R21: Pak Tong pernah mengatakan Guru adalah Arsitek Jiwa. Apa itu Arsitek Jiwa?
ST: Dalam bekerja sebagai arsitek, kita harus memiliki blueprint, ada rencana, lalu memakai bahan-bahan untuk mewujudkan rencana itu menjadi satu bangunan yang teratur, yang berfungsi baik, mempunyai estetika, mempunyai fungsi dan mempunyai segala manfaat yang baik. Demikian pula, manusia itu adalah potensi yang paling besar. Seorang manusia ketika dia masih kecil, masih bayi, terlihat hanya beberapa kilo berat badannya, tetapi otaknya, mungkin bisa menjadi seorang ilmuwan, guru besar, presiden, dermawan, manusia mempunyai potensi yang hampir tidak terhingga. Lalu, apakah yang menjadi blueprint? Lalu siapa yang mewujudkan itu? Yang mewujudkan, ia sendiri harus mempunyai pengertian dan mempunyai wibawa dan kekuatan berapa besar untuk membentuk, sehingga potensi anak kecil bisa menjadi seorang manusia yang berguna baik untuk negara, untuk bangsa, bahkan untuk seluruh umat manusia. Rencana itu seperti di dalam blueprint arsitek yang diwujudkan, maka guru harus mewujudkan itu sebagai arsitek membangun jiwa menjadi manusia yang sempurna.
R21: Bukankah itu juga tugas sebagai orang tua?
ST: Orang tua harus sekaligus mempunyai kemampuan sebagai guru. Guru sekaligus harus mempunyai jiwa seperti orang tua. Orang tua dan guru walaupun tidak ada hubungan darah, harus mempunyai kerja sama, tujuan dan prinsip yang sama, itu yang paling baik.
R21: Kriteria apa yang penting untuk diperhatikan oleh para pendidik Kristen?
ST: Baik orang tua maupun guru, tugas mereka bukan hanya memberikan makan atau memberikan pengetahuan saja. Kalau orang tua menikah demi memuaskan seks dan tidak mengetahui bahwa menikah akan menghasilkan anak-anak yang harus dididik, pasti mereka akan menjadi orang tua yang tidak baik. Demikian guru, kalau hanya mau mendapatkan gaji atau mengisi waktu, supaya sibuk, itu tidak mungkin menjadi guru yang baik. Jadi orang tua harus tahu, Tuhan percayakan anak-anak ke dalam keluarga mereka, ini adalah tugas yang mulia dan kewajiban yang sangat berat dan bernilai. Demikian Tuhan menyerahkan anak-anak kepada guru, boleh mengajar mereka, ini adalah hak istimewa.

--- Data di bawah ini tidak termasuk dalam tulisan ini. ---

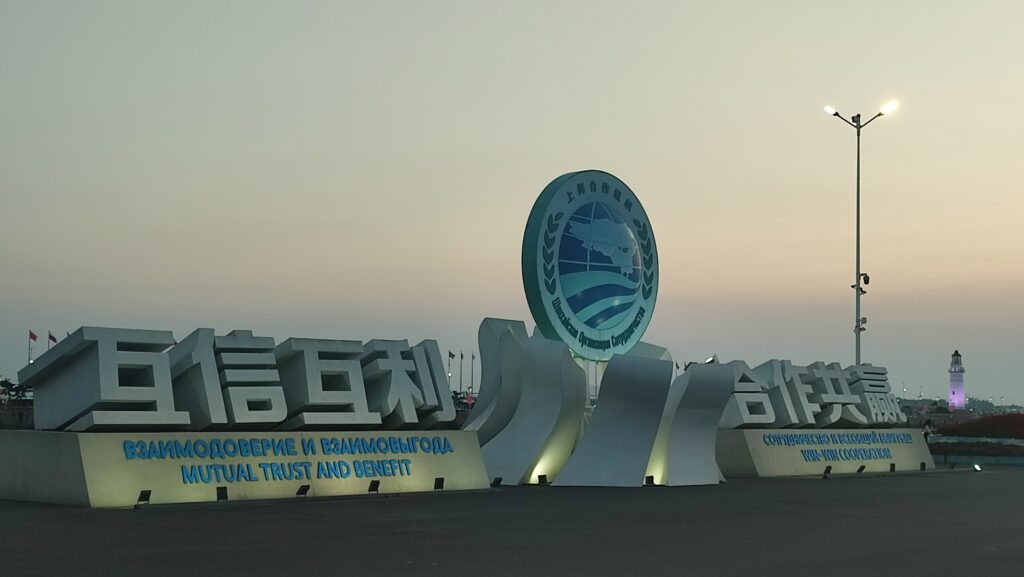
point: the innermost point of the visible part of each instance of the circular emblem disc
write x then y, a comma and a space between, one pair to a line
590, 264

Maka guru harus mempunyai karakter seorang guru, yang boleh menjadi mercusuar, untuk memimpin anak-anak ke dalam arah yang benar dan mendidik di dalam wadah yang benar.
R21: Pak Tong pernah mengatakan bahwa guru perlu sekali menjadi Murid Kebenaran, apa maksudnya?

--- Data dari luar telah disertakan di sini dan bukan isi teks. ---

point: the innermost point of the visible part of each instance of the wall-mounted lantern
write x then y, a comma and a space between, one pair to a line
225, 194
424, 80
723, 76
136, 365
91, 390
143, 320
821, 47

ST: Guru adalah orang yang lebih dulu mengetahui kebenaran dibanding muridnya, lalu sesudah dia mengenalnya, dia membagikannya. Dia sendiri haruslah orang yang mengejar kebenaran tidak habis-habisnya, itulah rendah hati. Rendah hati bukan sikap, bukan model, kelihatan sopan santun, rendah hati adalah tidak pernah berhenti mengejar kebenaran sebagai tujuan hidup dan itu menjadi teladan. Dia sendiri mempunyai sikap rendah hati di hadapan kebenaran dan sikap mengejar kebenaran inilah menjadi teladan. Dengan demikian dia bisa memimpin murid ikut teladan itu untuk menjadi murid dari kebenaran. Jadi guru menjadi murid kebenaran yang jujur. Kejujuran dan pengejaran ini akan memengaruhi murid yang juga mengejar kebenaran dengan jujur. Maka dia sendiri harus terlebih dahulu menjadi murid kebenaran.

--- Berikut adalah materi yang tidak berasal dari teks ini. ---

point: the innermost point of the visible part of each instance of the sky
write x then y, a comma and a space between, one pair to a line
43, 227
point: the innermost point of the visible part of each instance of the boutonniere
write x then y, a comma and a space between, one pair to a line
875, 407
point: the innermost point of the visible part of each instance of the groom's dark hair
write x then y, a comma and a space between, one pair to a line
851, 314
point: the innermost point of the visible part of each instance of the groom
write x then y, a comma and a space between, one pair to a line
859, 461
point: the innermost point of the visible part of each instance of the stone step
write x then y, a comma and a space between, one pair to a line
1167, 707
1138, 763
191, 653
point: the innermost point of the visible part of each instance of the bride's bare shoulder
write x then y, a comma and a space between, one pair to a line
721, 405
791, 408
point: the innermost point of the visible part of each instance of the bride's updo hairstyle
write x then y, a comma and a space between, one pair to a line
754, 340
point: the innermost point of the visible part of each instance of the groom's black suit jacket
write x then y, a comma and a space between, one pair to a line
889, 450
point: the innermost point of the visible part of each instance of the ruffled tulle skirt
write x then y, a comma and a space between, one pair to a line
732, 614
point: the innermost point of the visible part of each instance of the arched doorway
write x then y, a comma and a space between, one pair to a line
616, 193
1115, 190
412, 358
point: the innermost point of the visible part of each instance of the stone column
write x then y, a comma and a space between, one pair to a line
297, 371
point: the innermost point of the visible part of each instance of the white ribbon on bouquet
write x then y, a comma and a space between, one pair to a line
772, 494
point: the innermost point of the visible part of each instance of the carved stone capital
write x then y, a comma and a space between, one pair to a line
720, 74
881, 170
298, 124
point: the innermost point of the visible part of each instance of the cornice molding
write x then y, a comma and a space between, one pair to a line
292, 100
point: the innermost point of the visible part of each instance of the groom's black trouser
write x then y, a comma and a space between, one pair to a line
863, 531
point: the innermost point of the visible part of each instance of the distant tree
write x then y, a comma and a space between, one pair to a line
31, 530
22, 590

R21: Banyak orang menjadi guru hanya karena pekerjaan, begitu pentingkah seseorang itu harus terpanggil menjadi seorang pendidik Kristen?
ST: Setiap profesi kalau mempunyai pengertian panggilan, orang itu akan bertanggung jawab. Orang tidak menghargai pekerjaan karena gaji. Jika tujuannya untuk uang, maka mereka akan melecehkan profesi profesi yang mulia. Seorang guru tidak dapat uang lebih banyak dari pedagang, tetapi dia mendapatkan kesempatan bisa mendidik, bisa memengaruhi bangsa. Ini kemuliaan tidak mungkin diperoleh oleh pedagang, sehingga kalau guru menghargai harkat sendiri, menghargai profesi sendiri dengan panggilan – Tuhan meletakkan beban di dalam hati seseorang, orang ini bertanggung jawab kepada Tuhan lalu menyerahkan diri menjadi guru yang menghargai kesempatan dan hak istimewa boleh mendekati murid. Dengan demikian, panggilan itu akan menjadi kekuatan yang paling besar dari yang melayani.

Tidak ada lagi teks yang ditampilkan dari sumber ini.